The Christmas tree is hardly dethroned, the last mince pie still to be eaten and the coffee creams the only sweets left when the whole world seems to have shifted on it's slightly larger and wobblier access.
Pre Christmas it is all cookery programmes on TV, focusing on sweets, cakes and bakery. January the 1st arrives and FatBusters, The Biggest Loser and Get Healthy with Gino all hit the screen to fuel our disappointment with ourselves for the gluttony and monumental weakness of our seasonal selves.
It seems that humans are very poor at delaying gratification. I want it all and I want it now.
In the late 1960's psychologists at Stanford University ran a series of experiments with young children at Bing Nursery. They left small children in a room with a delicious sweet. If they left the sweet alone for 5 minutes when the researcher returned they would be given 2 sweets.
Footage of these experiments, which were conducted over several years, is poignant, as the kids struggle to delay gratification. Some cover their eyes with their hands or turn around so that they can't see the tray. Others start kicking the desk, or tug on their pigtails, or stroke the sweet as if it were a tiny stuffed animal.
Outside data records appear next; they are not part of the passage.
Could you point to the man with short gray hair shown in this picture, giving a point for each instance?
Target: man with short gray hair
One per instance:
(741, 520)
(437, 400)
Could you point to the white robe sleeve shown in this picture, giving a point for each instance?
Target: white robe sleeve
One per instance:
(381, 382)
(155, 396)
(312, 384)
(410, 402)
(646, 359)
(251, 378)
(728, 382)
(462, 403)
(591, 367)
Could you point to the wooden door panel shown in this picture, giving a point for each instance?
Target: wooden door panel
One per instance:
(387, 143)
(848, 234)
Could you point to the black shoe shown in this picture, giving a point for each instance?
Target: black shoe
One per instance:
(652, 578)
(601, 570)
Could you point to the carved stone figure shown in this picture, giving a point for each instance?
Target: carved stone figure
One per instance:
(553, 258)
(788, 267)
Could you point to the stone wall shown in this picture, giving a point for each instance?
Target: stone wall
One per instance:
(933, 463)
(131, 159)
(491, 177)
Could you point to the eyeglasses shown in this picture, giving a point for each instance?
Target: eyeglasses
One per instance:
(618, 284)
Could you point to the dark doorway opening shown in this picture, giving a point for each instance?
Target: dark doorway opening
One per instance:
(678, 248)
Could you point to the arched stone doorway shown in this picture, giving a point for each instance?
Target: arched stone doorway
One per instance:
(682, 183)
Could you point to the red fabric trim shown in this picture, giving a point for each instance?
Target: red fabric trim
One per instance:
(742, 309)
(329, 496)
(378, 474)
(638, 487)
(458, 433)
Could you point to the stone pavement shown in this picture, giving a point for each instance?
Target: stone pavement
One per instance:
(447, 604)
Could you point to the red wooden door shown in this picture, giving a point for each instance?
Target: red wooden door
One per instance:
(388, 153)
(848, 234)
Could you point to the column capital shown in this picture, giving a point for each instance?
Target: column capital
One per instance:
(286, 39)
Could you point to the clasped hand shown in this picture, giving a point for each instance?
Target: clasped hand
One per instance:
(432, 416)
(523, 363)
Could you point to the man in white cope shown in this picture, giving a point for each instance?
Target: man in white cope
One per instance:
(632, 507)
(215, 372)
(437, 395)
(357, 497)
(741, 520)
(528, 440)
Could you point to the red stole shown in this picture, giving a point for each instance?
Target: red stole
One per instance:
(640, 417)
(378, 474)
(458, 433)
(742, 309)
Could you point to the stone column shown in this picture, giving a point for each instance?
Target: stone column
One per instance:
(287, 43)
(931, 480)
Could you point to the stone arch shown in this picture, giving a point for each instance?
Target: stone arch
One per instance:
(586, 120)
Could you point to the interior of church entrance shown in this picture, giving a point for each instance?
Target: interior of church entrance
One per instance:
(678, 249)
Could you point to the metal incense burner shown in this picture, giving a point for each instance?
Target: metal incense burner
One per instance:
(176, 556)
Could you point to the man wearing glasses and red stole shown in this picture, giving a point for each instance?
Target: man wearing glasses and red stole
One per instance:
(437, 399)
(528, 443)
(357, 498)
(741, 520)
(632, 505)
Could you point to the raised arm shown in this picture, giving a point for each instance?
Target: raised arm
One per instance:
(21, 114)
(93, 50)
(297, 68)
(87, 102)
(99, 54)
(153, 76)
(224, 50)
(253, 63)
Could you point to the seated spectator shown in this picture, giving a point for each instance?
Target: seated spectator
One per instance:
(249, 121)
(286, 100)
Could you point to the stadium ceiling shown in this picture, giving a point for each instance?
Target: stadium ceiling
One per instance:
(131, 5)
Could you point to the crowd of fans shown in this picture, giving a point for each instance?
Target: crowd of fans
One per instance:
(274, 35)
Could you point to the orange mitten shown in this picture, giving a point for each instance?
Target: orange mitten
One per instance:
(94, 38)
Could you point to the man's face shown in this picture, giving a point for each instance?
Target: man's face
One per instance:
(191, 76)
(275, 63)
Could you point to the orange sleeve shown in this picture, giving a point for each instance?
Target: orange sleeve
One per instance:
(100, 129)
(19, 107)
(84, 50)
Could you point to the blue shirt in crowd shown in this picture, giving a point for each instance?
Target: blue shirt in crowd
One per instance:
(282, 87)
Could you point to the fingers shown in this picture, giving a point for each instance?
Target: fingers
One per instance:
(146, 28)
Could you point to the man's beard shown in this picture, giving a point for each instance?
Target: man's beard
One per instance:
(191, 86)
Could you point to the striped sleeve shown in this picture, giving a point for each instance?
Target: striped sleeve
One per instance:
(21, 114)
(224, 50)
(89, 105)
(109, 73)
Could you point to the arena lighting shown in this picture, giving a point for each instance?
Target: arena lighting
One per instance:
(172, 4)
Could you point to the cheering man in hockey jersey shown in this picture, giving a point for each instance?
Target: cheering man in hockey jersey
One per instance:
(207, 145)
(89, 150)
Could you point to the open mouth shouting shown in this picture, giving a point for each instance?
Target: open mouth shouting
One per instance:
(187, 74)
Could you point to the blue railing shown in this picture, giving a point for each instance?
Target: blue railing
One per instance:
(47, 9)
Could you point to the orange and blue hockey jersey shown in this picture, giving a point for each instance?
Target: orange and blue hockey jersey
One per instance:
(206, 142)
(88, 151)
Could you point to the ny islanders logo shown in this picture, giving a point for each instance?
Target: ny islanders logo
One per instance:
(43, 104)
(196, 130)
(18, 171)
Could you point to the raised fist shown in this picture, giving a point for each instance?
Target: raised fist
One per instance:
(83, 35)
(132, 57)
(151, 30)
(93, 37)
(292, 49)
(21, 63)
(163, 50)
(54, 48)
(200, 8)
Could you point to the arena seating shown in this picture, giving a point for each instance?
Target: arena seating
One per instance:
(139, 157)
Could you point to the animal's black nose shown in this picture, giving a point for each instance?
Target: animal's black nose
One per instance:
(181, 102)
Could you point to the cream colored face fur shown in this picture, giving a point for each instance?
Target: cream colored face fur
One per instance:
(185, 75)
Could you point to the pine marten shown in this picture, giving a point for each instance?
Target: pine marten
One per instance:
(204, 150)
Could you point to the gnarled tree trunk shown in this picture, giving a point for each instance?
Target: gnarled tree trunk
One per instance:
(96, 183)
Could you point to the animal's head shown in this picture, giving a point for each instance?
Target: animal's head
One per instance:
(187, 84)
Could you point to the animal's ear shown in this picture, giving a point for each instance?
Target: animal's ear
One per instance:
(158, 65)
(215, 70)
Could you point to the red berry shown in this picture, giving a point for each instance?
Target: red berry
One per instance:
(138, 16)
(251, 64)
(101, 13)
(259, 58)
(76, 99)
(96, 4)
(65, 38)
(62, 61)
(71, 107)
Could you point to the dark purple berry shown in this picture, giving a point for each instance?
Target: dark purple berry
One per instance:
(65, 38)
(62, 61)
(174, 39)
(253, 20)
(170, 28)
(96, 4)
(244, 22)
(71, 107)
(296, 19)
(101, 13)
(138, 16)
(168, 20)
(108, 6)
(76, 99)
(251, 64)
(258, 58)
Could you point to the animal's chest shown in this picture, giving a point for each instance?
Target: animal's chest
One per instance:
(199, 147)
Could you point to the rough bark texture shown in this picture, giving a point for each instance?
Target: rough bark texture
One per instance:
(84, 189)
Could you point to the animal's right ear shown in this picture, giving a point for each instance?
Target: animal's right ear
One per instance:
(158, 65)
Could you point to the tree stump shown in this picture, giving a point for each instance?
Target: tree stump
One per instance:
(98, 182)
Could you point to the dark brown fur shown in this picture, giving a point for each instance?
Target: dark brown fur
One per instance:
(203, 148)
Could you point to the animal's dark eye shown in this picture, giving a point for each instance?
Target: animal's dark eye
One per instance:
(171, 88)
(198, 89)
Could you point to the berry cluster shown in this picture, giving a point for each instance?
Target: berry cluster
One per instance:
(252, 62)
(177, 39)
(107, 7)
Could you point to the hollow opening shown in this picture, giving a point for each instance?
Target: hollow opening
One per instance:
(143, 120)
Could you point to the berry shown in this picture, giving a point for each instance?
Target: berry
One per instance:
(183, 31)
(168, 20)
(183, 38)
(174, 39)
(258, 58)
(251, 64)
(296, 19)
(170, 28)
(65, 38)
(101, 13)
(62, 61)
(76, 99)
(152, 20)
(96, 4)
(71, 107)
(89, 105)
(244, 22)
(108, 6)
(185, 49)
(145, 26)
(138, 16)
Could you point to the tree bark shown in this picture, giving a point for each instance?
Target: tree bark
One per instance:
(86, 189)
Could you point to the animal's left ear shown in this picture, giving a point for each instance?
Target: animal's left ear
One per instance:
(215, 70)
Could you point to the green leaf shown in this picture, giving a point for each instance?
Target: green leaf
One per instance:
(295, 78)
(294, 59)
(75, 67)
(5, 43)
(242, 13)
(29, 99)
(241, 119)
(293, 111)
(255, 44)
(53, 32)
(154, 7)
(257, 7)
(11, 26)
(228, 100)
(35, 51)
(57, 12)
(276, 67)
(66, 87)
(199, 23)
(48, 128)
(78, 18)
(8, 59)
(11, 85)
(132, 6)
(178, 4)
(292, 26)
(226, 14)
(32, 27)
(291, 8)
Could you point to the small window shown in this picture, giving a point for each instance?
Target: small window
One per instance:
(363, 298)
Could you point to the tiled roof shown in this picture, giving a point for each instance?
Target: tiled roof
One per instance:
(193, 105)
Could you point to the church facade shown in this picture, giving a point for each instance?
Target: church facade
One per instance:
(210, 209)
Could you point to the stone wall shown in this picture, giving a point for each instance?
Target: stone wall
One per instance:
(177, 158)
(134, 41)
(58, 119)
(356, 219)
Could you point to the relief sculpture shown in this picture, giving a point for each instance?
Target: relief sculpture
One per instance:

Many of the kids could not wait. Some wolfed the sweet down as soon as the researcher left the room. Others struggled but then gave in. A proportion waited patiently and got their reward. Interestingly this last group when monitored over their lives seemed to have greater success in their career and higher STAT scores. It seems that patience is indeed a virtue.
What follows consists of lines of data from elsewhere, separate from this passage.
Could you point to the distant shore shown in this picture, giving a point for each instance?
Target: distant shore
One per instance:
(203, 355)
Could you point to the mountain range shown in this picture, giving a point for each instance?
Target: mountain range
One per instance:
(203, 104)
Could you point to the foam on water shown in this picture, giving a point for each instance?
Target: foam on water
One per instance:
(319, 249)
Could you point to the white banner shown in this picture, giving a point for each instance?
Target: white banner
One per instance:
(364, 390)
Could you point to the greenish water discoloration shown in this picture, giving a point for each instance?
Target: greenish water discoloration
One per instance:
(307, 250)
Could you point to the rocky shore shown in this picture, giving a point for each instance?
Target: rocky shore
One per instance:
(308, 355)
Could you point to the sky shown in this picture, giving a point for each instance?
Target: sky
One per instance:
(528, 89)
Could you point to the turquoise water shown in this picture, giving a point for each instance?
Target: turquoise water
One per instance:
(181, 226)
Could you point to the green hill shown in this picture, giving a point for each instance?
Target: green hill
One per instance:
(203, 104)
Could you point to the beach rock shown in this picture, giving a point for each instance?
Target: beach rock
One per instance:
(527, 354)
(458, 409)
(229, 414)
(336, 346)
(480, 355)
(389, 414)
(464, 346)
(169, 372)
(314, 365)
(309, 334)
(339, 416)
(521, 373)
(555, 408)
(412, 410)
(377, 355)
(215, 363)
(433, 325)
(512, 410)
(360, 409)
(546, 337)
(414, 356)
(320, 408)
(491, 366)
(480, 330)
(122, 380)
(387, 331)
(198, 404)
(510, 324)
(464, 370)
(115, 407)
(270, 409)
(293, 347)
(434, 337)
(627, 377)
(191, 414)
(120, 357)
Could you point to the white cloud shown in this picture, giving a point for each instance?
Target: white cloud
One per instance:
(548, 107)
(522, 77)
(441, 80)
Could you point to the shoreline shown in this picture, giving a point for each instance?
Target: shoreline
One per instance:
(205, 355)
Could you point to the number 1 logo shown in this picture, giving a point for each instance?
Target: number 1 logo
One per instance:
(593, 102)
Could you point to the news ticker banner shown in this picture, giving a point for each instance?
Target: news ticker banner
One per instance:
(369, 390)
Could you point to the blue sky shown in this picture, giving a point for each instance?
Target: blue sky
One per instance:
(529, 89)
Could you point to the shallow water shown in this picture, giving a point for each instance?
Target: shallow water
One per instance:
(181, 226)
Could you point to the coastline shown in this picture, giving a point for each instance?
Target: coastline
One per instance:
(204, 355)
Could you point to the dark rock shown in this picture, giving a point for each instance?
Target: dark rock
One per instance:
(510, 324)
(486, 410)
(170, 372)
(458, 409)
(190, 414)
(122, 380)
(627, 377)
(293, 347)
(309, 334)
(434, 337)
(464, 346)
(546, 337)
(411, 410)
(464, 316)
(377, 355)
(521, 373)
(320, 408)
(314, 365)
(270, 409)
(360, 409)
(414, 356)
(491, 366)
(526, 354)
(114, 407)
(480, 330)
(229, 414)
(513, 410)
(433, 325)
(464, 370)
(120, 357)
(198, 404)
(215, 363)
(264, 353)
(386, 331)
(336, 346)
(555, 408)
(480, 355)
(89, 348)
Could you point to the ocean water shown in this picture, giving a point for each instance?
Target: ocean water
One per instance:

For those of us who negotiate (and that is all of us) this is interesting and self evident news. Building time and control into our lives generally and business specifically to think of the long-term impact of the deals that we do, the choices that we make has to be good news.
My daughter's patience was rewarded yesterday when her offer on a house was accepted despite being rejected just before Christmas. Time on this occasion was on her side. Her instant reaction was to up her offer (which frankly she could not afford) because of her emotional attachment to the house.
Picking the bones out of the bad stuff we do on impulse is like that first long run after Christmas. Painful.